Unfortunately that climax would be the last of it, as I’d find myself on a rainy plane back to California where I’d feel the remaining flames of passion and a love that I swore was once in a lifetime extinguish ember by ember. Days later I’d see a message from someone else on her page. She said we both talk to her the same. The signs I ask for tell me that an evil power use this third power to keep our love at bay. Still for me it was more than just defeat, and it wasn’t just my heart or mind that took the blow in devastating fashion but my soul itself. For I had prayed on this before venturing out and asked for signs, and to this day signs all tell me that she was the one. In the past I held these signs to be true and let things like this and intuition guide me, much to the criticism of friends and family. Things had always seemed to work out when I reflected on these thing but this time I felt a fall from grace I had yet to experience. So I write these words with a shattered soul.

Is love real I can not say. If you find hold on tight but with caution. For with each failed attempt or every fumble it will be hard to reclaim, especially with the purity it once maintained.
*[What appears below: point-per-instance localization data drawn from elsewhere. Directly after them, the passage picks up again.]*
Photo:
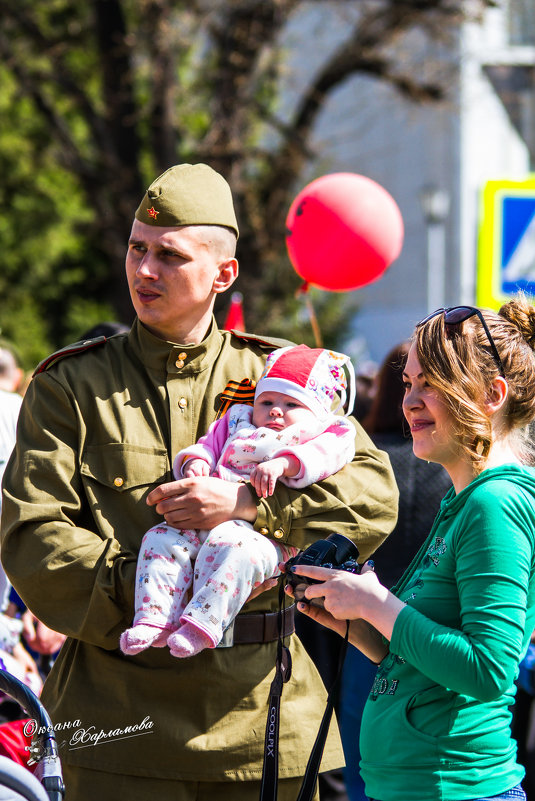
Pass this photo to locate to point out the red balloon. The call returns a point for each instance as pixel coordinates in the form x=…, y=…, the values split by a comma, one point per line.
x=344, y=231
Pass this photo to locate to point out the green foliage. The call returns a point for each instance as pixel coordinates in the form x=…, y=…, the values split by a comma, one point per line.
x=97, y=98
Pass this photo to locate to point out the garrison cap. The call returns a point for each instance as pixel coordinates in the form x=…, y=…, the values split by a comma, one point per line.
x=188, y=194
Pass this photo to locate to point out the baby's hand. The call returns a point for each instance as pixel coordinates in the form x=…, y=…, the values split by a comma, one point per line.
x=265, y=475
x=196, y=467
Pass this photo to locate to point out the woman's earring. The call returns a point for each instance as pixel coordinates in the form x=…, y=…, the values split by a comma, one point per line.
x=481, y=447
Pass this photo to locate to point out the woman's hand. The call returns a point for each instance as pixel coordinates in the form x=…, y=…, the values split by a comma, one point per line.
x=347, y=596
x=359, y=598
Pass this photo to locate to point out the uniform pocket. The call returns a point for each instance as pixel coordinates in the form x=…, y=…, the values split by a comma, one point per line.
x=122, y=467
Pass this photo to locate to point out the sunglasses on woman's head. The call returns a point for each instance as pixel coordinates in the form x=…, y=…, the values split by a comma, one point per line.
x=453, y=319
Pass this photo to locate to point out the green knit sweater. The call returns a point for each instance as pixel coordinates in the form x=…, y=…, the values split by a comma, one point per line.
x=437, y=722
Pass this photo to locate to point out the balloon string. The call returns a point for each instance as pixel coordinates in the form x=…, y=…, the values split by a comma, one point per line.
x=314, y=323
x=303, y=290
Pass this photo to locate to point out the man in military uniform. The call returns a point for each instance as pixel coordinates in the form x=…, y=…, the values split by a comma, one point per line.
x=91, y=472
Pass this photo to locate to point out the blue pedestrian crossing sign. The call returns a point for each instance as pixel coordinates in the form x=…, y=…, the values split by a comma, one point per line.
x=506, y=252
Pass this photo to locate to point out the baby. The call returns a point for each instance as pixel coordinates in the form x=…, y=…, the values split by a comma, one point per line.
x=290, y=434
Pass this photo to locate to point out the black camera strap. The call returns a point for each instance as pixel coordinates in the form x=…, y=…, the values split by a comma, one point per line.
x=283, y=671
x=270, y=772
x=311, y=774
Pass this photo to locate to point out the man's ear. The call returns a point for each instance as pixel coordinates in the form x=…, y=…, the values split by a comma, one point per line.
x=497, y=395
x=227, y=274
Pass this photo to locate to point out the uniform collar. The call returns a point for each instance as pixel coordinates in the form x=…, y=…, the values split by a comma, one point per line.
x=168, y=358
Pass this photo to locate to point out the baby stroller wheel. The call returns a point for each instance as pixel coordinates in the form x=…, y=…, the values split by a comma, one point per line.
x=46, y=783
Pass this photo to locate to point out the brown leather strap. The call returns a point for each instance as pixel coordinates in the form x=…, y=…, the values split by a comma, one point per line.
x=262, y=626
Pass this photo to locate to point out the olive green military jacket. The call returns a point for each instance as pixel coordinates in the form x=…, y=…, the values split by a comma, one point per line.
x=97, y=431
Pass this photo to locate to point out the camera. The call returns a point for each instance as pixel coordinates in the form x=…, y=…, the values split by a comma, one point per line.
x=335, y=552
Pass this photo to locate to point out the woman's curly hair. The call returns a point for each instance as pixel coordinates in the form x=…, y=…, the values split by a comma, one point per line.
x=461, y=367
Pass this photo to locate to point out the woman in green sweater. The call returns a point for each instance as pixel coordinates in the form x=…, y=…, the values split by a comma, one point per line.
x=449, y=636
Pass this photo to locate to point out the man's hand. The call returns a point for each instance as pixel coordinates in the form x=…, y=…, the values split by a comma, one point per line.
x=39, y=637
x=202, y=502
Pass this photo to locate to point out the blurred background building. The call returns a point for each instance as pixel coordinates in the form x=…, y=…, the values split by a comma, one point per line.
x=435, y=159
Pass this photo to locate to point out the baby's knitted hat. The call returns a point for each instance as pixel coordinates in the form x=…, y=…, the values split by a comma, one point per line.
x=311, y=375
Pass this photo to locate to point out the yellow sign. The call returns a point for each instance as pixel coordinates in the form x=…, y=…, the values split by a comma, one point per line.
x=506, y=250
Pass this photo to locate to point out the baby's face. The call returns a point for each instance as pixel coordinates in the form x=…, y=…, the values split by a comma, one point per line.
x=277, y=411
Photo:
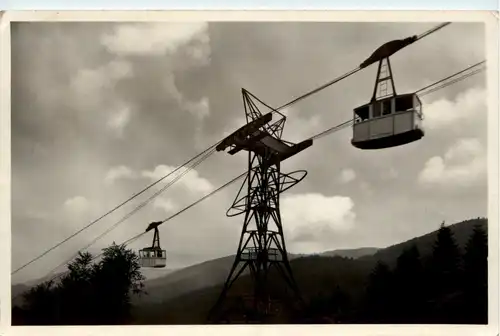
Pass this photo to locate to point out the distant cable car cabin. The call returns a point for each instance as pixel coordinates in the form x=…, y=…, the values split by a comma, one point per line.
x=154, y=256
x=389, y=119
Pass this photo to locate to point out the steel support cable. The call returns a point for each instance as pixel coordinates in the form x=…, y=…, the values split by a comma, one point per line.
x=351, y=121
x=423, y=92
x=432, y=30
x=111, y=211
x=344, y=76
x=451, y=76
x=139, y=207
x=455, y=80
x=315, y=137
x=350, y=73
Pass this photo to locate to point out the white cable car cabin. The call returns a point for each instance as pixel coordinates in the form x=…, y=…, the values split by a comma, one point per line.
x=154, y=256
x=388, y=120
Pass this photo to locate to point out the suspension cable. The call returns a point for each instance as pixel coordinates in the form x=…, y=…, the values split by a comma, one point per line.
x=110, y=211
x=294, y=101
x=132, y=239
x=139, y=207
x=322, y=134
x=352, y=72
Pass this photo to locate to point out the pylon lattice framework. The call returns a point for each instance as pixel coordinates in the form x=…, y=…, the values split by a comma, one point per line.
x=262, y=244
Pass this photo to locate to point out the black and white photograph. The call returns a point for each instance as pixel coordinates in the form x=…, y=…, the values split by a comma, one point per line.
x=192, y=172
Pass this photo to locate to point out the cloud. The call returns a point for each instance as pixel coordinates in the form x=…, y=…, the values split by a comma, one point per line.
x=463, y=164
x=77, y=204
x=165, y=204
x=119, y=119
x=309, y=219
x=347, y=175
x=467, y=105
x=297, y=127
x=119, y=172
x=199, y=109
x=89, y=83
x=158, y=39
x=192, y=181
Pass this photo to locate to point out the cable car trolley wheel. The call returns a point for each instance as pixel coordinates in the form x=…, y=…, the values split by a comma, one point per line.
x=153, y=256
x=389, y=119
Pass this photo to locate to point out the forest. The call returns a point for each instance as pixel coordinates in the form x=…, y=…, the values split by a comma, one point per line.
x=448, y=284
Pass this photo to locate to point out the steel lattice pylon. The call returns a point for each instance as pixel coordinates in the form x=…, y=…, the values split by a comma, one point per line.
x=262, y=244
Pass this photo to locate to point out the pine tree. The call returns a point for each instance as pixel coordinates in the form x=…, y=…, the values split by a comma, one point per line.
x=444, y=277
x=408, y=285
x=476, y=277
x=379, y=294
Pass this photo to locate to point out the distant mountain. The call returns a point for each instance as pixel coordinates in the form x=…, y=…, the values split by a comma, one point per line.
x=185, y=295
x=425, y=243
x=351, y=253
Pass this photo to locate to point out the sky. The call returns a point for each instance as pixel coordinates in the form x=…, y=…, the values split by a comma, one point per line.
x=101, y=110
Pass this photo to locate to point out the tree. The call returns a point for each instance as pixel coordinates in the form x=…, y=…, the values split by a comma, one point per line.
x=90, y=293
x=117, y=276
x=476, y=277
x=408, y=286
x=379, y=294
x=444, y=278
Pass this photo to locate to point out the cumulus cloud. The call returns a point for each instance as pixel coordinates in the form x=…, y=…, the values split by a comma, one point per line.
x=463, y=164
x=89, y=83
x=165, y=204
x=77, y=204
x=192, y=180
x=347, y=175
x=199, y=109
x=298, y=127
x=157, y=39
x=467, y=105
x=119, y=119
x=309, y=219
x=119, y=172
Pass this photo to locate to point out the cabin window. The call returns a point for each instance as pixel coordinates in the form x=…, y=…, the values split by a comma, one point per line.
x=362, y=112
x=404, y=103
x=386, y=107
x=376, y=112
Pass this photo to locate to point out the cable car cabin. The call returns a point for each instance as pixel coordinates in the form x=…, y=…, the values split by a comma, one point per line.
x=153, y=257
x=388, y=122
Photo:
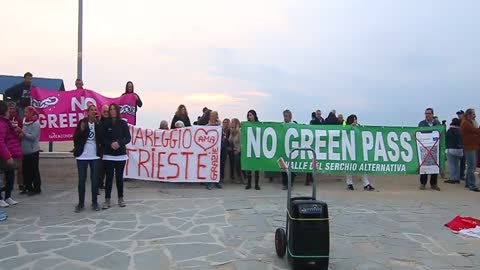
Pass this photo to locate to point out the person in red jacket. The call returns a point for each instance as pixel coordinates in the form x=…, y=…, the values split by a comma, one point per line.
x=10, y=151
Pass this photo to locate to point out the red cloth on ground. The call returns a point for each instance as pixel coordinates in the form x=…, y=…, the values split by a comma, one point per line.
x=459, y=223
As for me I’ve come to the decree that love is for the youth, and we are given only a set amount of chances to claim it and rightfully so. For after a certain point when you’ve seen it all and done it all how can you love the same again. Then maybe you let it all ride on one last try. For me this failure has proven Shakespeare’s words true “Love is a smoke and is made with the fume of sighs” Tte fumes of my sighs have suffocated me, and brought me to my demise although it been a ride filled with equal parts pain and delight. Perhaps its karma for I know along the way I’ve cause my fair share of both pain and delight as well. So I guess with that in mind I can live my life. Knowing that I will never love the same again. I’ll never give all of me, I’ll never fully trust my spirit, or the whim of my intuition, when I hear that whisper telling me she’s the one. I won’t believe the signs from the sky. For loves smokes and fumes of sighs have put out my flames. I don’t know what makes love true, but I do know that sometimes a broken heart is something you can’t undo.